I would say a more Dutchified spelling would be Steuve.


----------



## eno2

Steuve  yes.


----------



## Stoggler

Thanks to you both.

Was <ö> ever used in Dutch spelling in the past?


----------



## sound shift

Stoggler said:


> Did M<ö> used to be used in Dutch spelling often in the past?


I don't think so.
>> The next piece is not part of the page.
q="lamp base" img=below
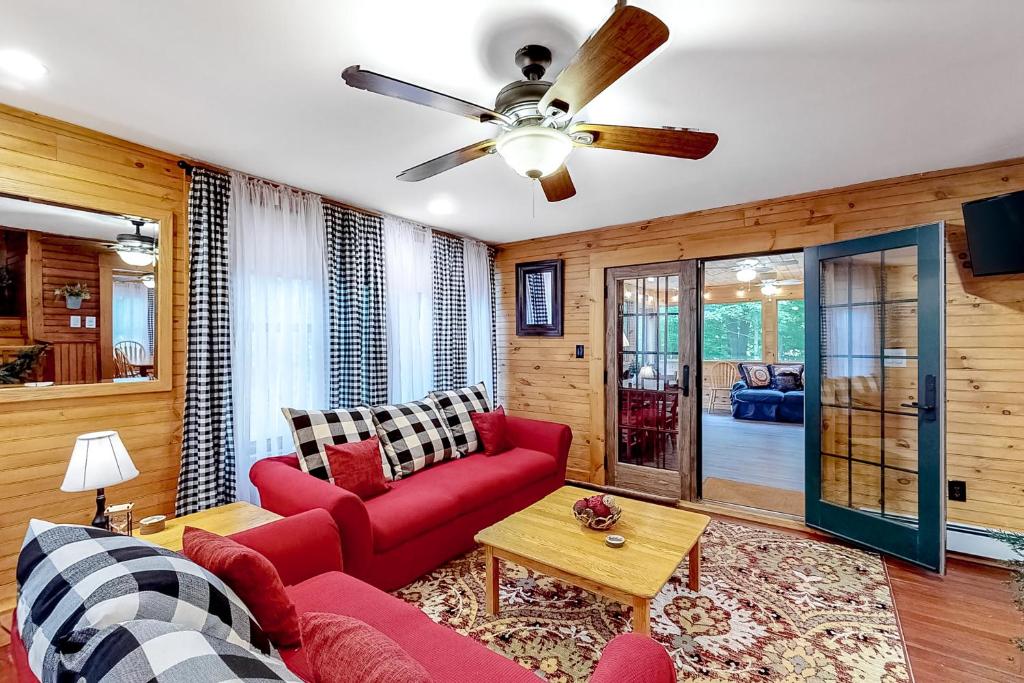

My guess is that she is descended from a German with the surname Stöwe (or possibly that her forebears hailed from a region of the Netherlands, such as Limburg, in which German had had some influence on the spelling of names).


----------



## eno2

I think such a spelling of surname would not have been accepted lightly by Belgian population register officials.


----------



## sound shift

I'm sure I recall seeing "ö" in the surname of a person from Twente, but I forget the detail.


----------



## Red Arrow

Do Dutchmen make a difference between short ö and long ö? In Flanders this difference is often ignored. (except for "Röntgen")


----------



## eno2

Röntgen is 'runtgen' (like 'run') and not 'reuntgen'.


----------



## Red Arrow

Het Duits heeft een lange ö (zoals in het Franse woord 'peu') en een korte ö (zoals in het Franse woord 'bœuf'). Röntgen is met een korte ö.


----------